Tu andasti invece a morire in un giorno di primavera, a seguire il corso di una vita impetuosa. La violenza senza speranza degli uomini fu l’ultima visione dei tuoi occhi, adusi ad osservare le stelle e le lontane galassie, le grida roche e inumane di esseri che non sono mai stati vivi furono l’estremo suono che percosse le tue orecchie, avvezze ad ascoltare e misurare nuove e complesse combinazioni musicali. E tu divenisti vento e sabbia e acqua, seme di coscienza sparso sulla terra. E io rimasi e attesi, per anni, per secoli, avvinto al muro della mia solitudine, corroso dal sole e dal gelo, mentre la grande menzogna della morte si impadroniva implacabile, ormai senza più remore, del mondo intero.
È l’alba. E il grande tempio che vedo sfumare nel lento tralucere dell’aurora ha sembianza intensa e drammatica ai miei occhi, al mio corpo stanco, alle lacere vesti, alla mano ferma che stringe una corta spada rossa del sangue nemico, in quanto le sue innumerevoli pietre ricordano, devono ricordare l’efferata uccisione del mio amore. Io, compagno nella ricerca e vano guerriero, ho assistito impotente alla morte della mia maestra, di Ipazia, della mia donna, di una scienziata protesa verso lontani e palpitanti confini, io sono parte di un piccolo pubblico che esce dal teatro perché la commedia è finita e non verrà più replicata.
Il sole precipita bruscamente verso l’alto, ed io, Shalim, figlio di Isidoro fabbricante di papiri, uno tra gli ultimi della Scuola alessandrina, lascio cadere il pugnale, e mentre la porta della vita si chiude alle
mie spalle, lentamente scendo verso la valle dove dimorano gli uomini alla ricerca della mia verità.

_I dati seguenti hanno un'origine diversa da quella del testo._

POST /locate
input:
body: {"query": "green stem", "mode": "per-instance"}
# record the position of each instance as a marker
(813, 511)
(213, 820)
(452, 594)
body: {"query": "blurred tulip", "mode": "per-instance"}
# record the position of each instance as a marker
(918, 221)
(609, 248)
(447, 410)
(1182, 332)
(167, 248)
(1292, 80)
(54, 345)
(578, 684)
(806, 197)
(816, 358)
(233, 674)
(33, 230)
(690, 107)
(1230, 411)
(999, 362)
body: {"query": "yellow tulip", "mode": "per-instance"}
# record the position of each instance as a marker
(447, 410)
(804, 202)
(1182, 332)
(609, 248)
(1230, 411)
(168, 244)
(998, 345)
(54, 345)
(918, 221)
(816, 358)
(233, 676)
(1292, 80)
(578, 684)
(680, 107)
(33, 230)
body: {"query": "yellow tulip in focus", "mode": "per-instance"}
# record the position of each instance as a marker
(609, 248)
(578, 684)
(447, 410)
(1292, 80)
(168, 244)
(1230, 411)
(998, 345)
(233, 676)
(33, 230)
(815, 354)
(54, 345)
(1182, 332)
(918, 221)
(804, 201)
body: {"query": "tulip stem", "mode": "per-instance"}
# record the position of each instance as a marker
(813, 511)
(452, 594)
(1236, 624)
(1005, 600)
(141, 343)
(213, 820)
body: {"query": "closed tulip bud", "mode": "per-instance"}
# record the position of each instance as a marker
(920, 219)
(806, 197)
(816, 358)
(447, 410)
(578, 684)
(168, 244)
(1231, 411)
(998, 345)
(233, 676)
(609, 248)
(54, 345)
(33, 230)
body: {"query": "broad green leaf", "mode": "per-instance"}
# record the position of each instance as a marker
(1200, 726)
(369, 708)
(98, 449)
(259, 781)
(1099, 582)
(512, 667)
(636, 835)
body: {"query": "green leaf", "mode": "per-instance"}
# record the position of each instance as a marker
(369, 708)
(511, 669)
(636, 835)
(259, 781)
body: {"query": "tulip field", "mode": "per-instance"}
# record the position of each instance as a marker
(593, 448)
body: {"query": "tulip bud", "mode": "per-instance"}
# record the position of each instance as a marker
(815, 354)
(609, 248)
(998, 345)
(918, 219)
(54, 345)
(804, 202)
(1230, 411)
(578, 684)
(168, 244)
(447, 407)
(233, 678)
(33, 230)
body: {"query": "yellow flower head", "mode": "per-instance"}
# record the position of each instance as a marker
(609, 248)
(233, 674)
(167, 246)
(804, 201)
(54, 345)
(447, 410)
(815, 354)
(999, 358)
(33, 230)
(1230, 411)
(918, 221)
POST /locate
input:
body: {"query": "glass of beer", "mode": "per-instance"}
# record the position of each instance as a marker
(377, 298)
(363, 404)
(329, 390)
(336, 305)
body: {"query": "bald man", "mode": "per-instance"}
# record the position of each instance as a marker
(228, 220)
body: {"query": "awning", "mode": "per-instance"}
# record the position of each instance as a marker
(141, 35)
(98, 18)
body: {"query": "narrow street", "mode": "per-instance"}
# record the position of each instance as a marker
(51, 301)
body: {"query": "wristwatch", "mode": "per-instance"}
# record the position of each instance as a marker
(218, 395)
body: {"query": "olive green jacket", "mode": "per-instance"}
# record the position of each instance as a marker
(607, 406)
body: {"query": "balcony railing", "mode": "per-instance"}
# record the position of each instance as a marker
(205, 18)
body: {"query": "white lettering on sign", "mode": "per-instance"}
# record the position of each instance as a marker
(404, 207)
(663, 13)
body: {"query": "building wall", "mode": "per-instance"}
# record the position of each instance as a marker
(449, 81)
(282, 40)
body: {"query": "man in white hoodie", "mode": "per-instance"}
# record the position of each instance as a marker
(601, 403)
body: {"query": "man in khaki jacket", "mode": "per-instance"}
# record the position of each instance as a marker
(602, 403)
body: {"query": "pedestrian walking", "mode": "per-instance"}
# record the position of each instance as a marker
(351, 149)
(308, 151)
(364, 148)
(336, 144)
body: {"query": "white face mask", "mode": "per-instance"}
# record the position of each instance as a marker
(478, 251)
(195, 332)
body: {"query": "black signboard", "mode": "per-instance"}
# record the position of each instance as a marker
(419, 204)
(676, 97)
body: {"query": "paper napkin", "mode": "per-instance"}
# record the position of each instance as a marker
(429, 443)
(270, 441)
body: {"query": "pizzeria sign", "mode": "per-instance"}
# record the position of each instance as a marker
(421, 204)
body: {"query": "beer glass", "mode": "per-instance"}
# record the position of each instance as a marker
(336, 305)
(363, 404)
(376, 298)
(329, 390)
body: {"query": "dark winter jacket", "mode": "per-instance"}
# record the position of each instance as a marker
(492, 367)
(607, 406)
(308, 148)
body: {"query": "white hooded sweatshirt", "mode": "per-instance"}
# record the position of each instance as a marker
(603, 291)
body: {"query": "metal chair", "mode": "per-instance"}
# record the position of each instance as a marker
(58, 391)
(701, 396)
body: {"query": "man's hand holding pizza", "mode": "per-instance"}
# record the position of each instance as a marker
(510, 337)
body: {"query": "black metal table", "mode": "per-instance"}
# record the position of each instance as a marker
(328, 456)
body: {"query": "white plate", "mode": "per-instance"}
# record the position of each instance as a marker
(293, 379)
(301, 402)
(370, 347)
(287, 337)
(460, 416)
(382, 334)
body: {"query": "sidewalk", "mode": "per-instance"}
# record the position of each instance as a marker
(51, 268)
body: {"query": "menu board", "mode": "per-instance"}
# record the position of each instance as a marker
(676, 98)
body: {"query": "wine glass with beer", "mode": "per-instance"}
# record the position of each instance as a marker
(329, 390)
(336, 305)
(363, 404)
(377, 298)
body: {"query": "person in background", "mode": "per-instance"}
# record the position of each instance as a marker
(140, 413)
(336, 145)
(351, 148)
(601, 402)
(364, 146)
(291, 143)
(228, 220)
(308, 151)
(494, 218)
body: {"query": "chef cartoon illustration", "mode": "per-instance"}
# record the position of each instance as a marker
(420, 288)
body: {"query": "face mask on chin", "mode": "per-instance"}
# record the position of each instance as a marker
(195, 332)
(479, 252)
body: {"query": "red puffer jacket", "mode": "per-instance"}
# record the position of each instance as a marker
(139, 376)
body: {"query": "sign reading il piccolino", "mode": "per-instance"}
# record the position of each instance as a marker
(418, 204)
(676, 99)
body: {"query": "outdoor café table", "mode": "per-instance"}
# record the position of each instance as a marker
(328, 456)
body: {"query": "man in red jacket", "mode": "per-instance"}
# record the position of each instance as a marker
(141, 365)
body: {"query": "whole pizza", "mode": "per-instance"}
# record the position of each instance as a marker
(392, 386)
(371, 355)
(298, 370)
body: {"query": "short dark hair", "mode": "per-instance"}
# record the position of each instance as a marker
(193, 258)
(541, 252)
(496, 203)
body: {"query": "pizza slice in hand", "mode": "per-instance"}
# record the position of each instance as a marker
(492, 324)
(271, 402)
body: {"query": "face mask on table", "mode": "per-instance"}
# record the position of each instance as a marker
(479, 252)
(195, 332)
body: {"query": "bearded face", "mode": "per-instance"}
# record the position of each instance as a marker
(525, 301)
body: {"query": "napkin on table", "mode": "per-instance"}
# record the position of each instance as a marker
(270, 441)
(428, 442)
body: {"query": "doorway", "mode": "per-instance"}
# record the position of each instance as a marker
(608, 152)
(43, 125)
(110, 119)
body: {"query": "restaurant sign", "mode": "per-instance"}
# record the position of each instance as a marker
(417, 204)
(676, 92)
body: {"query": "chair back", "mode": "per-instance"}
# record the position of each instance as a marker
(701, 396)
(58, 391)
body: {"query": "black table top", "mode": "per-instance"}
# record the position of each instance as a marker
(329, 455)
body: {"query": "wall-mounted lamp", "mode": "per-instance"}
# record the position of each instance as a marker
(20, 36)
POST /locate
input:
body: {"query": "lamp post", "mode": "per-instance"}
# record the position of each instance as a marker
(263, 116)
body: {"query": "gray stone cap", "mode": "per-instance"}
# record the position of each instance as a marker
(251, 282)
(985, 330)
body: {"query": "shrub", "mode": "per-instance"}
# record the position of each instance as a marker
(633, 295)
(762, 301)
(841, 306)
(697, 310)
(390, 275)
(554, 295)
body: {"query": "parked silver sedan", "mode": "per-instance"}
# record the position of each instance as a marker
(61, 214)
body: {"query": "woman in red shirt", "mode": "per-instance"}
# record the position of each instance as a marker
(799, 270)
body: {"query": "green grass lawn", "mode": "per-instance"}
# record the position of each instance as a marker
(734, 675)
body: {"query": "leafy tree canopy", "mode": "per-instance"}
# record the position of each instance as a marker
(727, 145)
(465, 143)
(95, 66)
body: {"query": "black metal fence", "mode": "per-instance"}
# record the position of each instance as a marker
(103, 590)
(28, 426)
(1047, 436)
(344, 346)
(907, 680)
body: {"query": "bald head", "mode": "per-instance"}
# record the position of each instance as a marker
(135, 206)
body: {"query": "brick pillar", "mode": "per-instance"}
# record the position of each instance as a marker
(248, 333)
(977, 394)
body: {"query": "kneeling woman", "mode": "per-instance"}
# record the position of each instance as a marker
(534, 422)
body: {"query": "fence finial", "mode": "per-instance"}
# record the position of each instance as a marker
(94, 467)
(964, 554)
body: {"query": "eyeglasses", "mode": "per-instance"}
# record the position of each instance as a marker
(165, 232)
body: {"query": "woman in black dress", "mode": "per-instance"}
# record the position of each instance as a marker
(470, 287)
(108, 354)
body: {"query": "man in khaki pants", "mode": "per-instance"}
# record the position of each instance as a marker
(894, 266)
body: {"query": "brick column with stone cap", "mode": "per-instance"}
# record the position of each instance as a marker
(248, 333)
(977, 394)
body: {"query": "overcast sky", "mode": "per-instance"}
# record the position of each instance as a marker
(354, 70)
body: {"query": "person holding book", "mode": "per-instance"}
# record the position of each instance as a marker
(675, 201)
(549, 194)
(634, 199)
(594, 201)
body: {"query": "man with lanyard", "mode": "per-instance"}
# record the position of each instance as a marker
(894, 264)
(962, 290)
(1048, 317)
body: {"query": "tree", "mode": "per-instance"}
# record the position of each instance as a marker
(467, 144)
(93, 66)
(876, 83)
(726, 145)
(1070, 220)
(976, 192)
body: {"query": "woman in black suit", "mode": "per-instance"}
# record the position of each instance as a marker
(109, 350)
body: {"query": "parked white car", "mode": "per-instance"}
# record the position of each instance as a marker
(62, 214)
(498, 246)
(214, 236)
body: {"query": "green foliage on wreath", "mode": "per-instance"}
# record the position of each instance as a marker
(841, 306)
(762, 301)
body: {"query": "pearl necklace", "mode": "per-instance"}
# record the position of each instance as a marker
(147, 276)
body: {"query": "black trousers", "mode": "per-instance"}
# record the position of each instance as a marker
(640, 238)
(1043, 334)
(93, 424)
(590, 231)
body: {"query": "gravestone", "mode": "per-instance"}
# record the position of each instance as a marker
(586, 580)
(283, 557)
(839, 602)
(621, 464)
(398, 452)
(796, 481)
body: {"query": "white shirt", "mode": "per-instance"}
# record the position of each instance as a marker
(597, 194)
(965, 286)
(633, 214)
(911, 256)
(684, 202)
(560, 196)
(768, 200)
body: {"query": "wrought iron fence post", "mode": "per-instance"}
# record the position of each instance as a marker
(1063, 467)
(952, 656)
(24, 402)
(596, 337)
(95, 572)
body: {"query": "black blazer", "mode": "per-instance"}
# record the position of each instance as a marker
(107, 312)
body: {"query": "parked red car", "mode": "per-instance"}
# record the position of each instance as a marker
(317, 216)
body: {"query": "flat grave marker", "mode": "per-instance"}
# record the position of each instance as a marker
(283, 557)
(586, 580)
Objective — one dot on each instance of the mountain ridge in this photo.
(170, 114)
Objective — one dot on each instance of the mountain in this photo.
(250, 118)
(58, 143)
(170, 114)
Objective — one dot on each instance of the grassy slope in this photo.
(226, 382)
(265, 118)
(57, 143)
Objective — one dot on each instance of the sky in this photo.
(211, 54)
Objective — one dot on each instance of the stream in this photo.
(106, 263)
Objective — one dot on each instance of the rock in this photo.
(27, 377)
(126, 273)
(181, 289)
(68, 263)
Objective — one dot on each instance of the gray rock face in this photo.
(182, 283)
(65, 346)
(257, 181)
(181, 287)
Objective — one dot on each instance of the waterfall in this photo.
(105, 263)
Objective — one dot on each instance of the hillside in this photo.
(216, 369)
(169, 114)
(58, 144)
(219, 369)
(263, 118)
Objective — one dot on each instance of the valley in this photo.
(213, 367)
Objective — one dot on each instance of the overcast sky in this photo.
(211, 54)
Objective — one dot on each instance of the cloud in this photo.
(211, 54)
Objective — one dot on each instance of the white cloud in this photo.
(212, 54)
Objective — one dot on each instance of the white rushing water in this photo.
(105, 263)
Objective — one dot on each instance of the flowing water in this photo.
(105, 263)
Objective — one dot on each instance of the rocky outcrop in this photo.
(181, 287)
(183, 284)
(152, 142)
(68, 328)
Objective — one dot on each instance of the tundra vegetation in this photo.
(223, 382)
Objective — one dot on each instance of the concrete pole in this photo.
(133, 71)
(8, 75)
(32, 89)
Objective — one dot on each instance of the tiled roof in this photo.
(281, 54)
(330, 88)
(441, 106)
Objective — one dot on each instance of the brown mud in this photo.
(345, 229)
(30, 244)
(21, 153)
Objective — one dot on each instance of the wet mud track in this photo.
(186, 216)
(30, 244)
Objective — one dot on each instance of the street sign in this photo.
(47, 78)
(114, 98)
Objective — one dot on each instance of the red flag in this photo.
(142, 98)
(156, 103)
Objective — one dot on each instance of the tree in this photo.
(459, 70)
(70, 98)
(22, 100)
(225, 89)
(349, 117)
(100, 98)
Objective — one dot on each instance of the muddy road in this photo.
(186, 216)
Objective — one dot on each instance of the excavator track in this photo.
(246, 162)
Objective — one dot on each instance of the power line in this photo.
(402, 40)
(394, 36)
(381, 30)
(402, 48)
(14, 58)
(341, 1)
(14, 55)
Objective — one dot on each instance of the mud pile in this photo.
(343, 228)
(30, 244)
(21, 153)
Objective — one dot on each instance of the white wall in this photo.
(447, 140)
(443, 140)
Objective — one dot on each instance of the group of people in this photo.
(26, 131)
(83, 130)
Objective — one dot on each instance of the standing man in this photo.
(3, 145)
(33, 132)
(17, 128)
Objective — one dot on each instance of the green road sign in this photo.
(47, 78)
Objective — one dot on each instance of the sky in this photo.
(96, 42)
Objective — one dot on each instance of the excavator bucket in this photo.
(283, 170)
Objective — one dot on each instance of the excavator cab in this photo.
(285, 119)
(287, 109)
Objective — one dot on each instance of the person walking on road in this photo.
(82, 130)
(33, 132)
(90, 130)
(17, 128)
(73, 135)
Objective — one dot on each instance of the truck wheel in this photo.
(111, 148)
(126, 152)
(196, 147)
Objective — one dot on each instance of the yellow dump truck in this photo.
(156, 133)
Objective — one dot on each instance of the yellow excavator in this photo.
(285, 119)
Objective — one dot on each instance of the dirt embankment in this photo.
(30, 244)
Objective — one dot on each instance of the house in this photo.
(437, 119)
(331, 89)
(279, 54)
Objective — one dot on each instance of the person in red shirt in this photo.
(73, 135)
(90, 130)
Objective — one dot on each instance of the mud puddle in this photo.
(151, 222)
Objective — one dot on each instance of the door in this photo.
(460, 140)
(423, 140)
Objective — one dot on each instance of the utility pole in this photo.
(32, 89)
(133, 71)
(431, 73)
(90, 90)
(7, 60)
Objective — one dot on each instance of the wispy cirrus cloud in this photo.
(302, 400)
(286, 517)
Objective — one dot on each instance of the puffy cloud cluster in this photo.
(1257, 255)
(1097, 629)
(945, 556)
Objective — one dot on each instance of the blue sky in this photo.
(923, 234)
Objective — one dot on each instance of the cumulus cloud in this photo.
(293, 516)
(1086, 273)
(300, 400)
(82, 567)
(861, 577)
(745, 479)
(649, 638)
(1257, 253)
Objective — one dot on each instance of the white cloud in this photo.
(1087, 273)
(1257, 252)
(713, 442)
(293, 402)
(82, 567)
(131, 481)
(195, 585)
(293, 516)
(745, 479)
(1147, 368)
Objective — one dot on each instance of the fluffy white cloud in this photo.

Adesso corro terre e oceani, la tagliente luce del sole non navera la tenebra che avvolge la mia mente come nero sudario, il tempo è una strada infinita, che porta lontano, ad un mondo impossibile. Dove sei, mio sogno perduto, forse un giorno tra infiniti altri sentirai uno stanco passo sulla polvere arida di un sentiero nascosto. Chiama, che il nome mio risuoni una volta nel silenzio che tutto invade, o voce mia, afferra il suono e rimanda l’eco a lei, al suo corpo mio da sempre, allo sguardo velato da lunghi capelli, allo spolverìo d’oro che ammanta le bianche e sensuali membra, di atomi, materia, forza, fuoco, freddo, vulcanica voluttà da sterminati universi.
Fermati allora, e parlami del cielo e delle stelle, fa che la polvere si levi verso l’alto, che il mio cuore riprenda a pulsare, che il mio corpo diventi luce.
L’attesa è infinita, ma io sono in cammino.